Há qualquer coisa de patético e absurdo na controvérsia entre as associações de cegos norte-americanos e a estreia do filme "Blindness" baseado no livro "Ensaio Sobre a Cegueira" de José Saramago. As referidas associações mencionam que o filme retrata os cegos como "monstros", por causa da violência e caos que se desencadeia após o surgimento do misterioso fenómeno de cegueira massificada. Na sua dura ironia habitual, Saramago veio dizer que "a estupidez não escolhe entre cegos e não cegos". Mais: é pena que os cegos americanos não possam ver o filme para tirar ilações mais coerentes. E é bem verdade.
De facto, o filme não é sobre o tema da cegueira, mas sim sobre a condição humana e as consequências resultantes de um acontecimento catastrófico. Não está em causa a cegueira "tout court", não é um ataque aos cegos deste mundo. Saramago recorre ao expediente de "não ver" para fazer um estudo da mente humana. No fundo, "Ensaio Sobre a Cegueira" é uma metáfora pessimista (como é apanágio no escritor) sobre a violência do mundo actual, no qual o homem é o principal instigador. O acontecimento de que fala (escreve) Saramago podia ser a surdez ou a paraplegia em vez da cegueira. O essencial da visão do Prémio Nobel é o de chamar a atenção para as consequências nefastas para o homem quando este é confrontado com fenómenos desconhecidos e violentos: quando isso acontece, vêm ao de cima as pulsões mais destruidoras e violentas do homem em prol da sobrevivência a todo o custo.
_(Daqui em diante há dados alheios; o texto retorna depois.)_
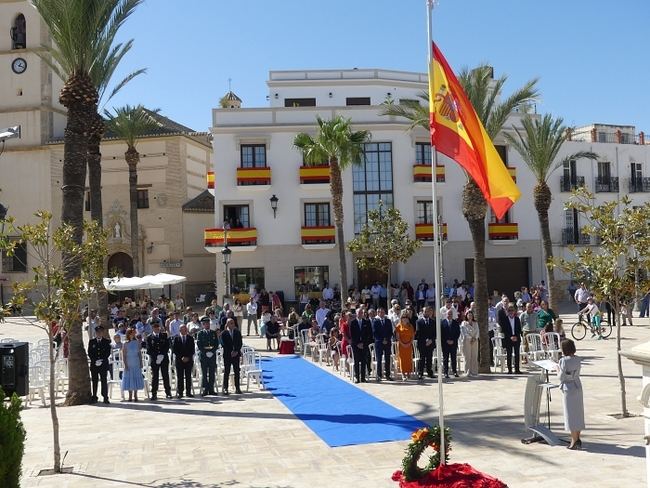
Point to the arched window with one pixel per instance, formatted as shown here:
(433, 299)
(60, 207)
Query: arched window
(19, 33)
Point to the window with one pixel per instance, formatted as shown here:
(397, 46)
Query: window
(372, 181)
(17, 263)
(143, 198)
(423, 153)
(299, 102)
(317, 215)
(310, 278)
(357, 101)
(237, 216)
(242, 280)
(253, 156)
(19, 33)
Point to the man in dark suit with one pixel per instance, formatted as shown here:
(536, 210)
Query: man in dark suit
(232, 344)
(425, 334)
(382, 331)
(511, 330)
(208, 343)
(158, 351)
(450, 332)
(183, 348)
(99, 350)
(361, 337)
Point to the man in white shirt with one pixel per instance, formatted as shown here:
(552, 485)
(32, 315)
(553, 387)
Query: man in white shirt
(321, 314)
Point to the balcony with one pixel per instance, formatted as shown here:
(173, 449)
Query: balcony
(422, 173)
(317, 174)
(639, 185)
(606, 185)
(575, 237)
(256, 177)
(243, 239)
(503, 232)
(210, 180)
(323, 237)
(424, 232)
(570, 184)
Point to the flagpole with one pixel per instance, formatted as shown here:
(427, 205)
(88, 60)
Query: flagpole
(436, 247)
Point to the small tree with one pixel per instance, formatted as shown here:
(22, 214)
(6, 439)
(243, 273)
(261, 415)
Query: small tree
(59, 297)
(383, 241)
(12, 441)
(608, 270)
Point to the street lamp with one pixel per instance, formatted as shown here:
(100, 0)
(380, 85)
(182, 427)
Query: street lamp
(225, 254)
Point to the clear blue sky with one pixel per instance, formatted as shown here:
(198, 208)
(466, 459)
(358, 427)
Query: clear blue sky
(592, 56)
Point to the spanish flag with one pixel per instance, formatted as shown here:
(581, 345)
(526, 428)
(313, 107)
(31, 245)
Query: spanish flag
(457, 132)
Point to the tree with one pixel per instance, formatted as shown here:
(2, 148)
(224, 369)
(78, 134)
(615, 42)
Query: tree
(538, 145)
(132, 123)
(484, 93)
(59, 297)
(608, 269)
(340, 146)
(83, 34)
(383, 241)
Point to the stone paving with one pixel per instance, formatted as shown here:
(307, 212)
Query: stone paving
(254, 441)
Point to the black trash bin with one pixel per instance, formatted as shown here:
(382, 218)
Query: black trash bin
(14, 368)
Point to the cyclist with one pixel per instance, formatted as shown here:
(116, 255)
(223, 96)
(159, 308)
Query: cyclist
(592, 310)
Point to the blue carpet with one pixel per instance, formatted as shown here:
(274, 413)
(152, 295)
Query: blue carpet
(337, 411)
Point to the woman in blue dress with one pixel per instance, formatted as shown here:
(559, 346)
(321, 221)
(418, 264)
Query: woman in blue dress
(131, 356)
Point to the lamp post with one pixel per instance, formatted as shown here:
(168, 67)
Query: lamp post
(225, 254)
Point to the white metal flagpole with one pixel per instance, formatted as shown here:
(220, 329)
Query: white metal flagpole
(436, 246)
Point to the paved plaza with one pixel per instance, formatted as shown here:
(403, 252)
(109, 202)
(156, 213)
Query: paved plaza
(254, 441)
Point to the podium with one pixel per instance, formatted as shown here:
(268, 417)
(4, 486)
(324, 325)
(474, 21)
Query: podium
(536, 385)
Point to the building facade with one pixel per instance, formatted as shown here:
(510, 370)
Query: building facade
(293, 245)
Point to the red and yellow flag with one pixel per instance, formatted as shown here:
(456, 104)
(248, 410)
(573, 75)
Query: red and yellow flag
(457, 132)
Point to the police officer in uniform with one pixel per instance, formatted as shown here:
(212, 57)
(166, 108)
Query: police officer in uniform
(208, 343)
(99, 350)
(158, 351)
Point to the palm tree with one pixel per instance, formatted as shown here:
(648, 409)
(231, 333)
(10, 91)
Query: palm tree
(83, 33)
(483, 92)
(538, 145)
(131, 123)
(340, 146)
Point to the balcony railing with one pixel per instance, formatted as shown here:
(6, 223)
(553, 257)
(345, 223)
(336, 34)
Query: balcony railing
(253, 176)
(318, 235)
(210, 180)
(570, 184)
(575, 237)
(314, 174)
(503, 232)
(215, 238)
(639, 185)
(606, 185)
(422, 173)
(424, 232)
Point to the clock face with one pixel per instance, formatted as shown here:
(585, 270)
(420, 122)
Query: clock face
(19, 65)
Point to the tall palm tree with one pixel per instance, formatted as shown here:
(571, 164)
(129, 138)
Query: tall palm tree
(340, 146)
(83, 34)
(131, 123)
(484, 93)
(538, 144)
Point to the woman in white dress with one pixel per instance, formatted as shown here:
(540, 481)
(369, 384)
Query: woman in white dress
(469, 336)
(571, 387)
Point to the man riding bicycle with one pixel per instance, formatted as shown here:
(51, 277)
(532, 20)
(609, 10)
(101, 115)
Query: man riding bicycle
(592, 310)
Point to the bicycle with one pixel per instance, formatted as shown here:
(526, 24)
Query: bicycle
(579, 329)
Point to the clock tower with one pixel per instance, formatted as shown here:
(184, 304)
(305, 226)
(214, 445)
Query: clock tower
(30, 90)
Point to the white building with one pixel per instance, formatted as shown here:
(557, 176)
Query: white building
(254, 160)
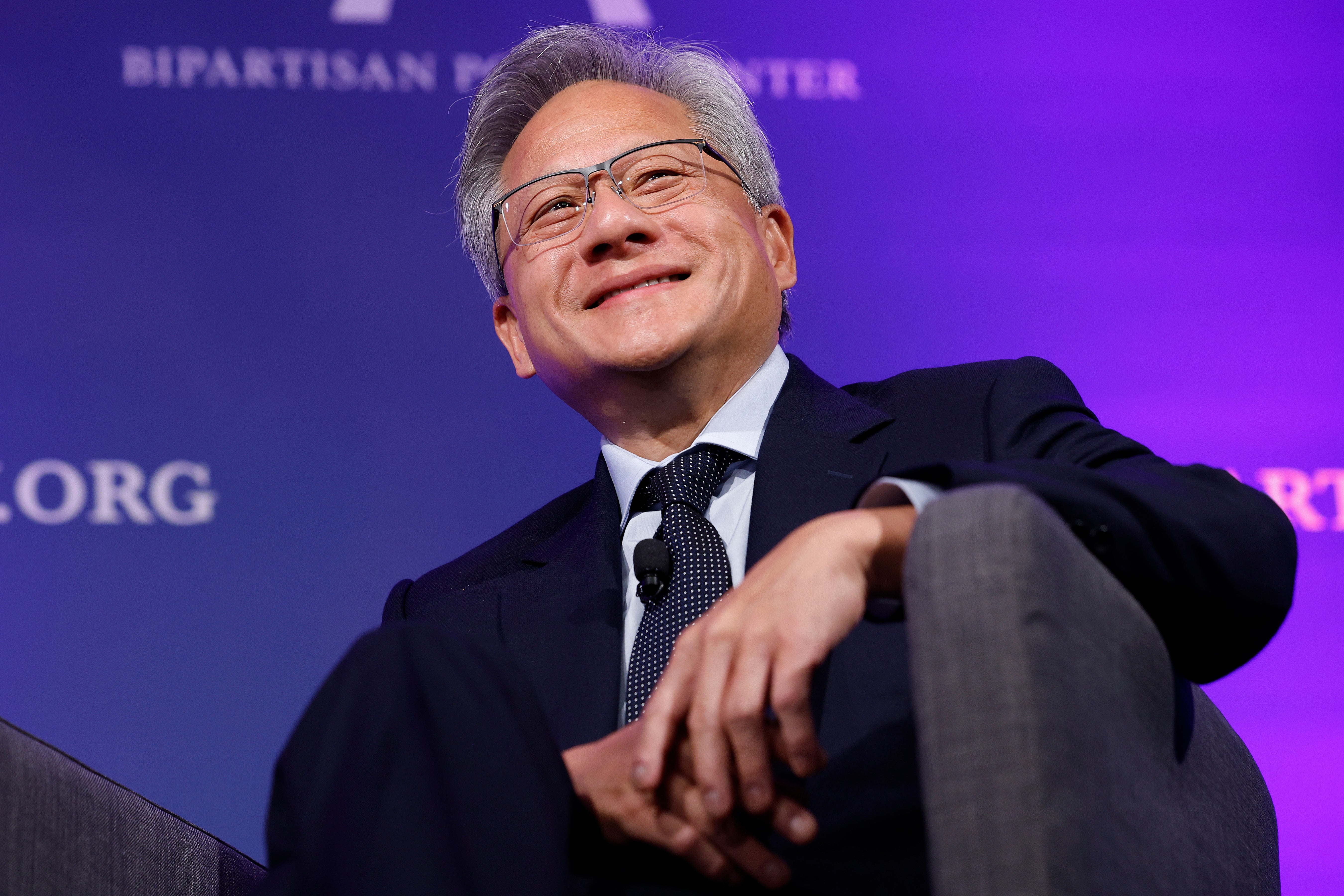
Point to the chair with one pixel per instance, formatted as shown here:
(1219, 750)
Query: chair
(66, 831)
(1060, 753)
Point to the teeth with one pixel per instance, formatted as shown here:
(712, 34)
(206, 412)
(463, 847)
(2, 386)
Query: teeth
(648, 283)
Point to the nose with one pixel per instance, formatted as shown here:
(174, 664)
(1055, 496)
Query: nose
(615, 227)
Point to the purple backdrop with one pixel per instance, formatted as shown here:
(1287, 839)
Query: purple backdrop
(216, 250)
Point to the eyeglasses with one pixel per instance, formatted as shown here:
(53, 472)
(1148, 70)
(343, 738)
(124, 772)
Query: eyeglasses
(648, 176)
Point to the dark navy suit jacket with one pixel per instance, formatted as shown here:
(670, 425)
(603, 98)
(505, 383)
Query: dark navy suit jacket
(1210, 559)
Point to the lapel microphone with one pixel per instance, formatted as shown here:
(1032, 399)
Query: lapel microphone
(652, 570)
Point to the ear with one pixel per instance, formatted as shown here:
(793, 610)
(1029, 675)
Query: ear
(777, 234)
(511, 334)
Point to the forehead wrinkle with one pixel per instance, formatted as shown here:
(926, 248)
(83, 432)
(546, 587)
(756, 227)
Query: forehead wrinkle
(601, 115)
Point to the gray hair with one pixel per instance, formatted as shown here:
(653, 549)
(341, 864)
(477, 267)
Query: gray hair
(552, 60)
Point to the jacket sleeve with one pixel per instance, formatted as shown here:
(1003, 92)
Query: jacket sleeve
(1210, 559)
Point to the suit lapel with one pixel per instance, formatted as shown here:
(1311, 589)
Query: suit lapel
(562, 621)
(814, 459)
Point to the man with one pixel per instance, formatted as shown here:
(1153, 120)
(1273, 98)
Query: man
(502, 733)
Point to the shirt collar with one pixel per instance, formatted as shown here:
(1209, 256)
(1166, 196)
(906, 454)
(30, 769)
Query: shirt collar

O curioso é que as mesmas associações de cegos que agora contestam o filme, nada disseram quando o livro foi lançado no mercado dos EUA. E já agora, os ecos da estreia do filme do realizador Fernando Meirelles com Julianne Moore, são algo desanimadores. Mesmo na metrópole de Nova Iorque, uma sala com 194 lugares onde o filme estreou, não conseguiu encher. E as reacções do público americano são desconcertantes: filme "pesado","lento", "penoso" e "causador de ataques de pânico". Pessoalmente interpreto estes sinais como excelentes indicadores que me motivam ainda mais para ver o filme quando estrear em Portugal.
2 comentários:
É pena os cegos americanos não conhecerem o provérbio "cego é aquele que não quer ver".
Nunca fui fã do Saramago. Mas não é isso que me impede de subscrever inteiramente este teu post. Na verdade, ao tomarem essa posição, as associações de cegos revelam uma chocante insensibilidade artística a até mesmo social. Que tem muito a ver com a praga do politicamente correcto.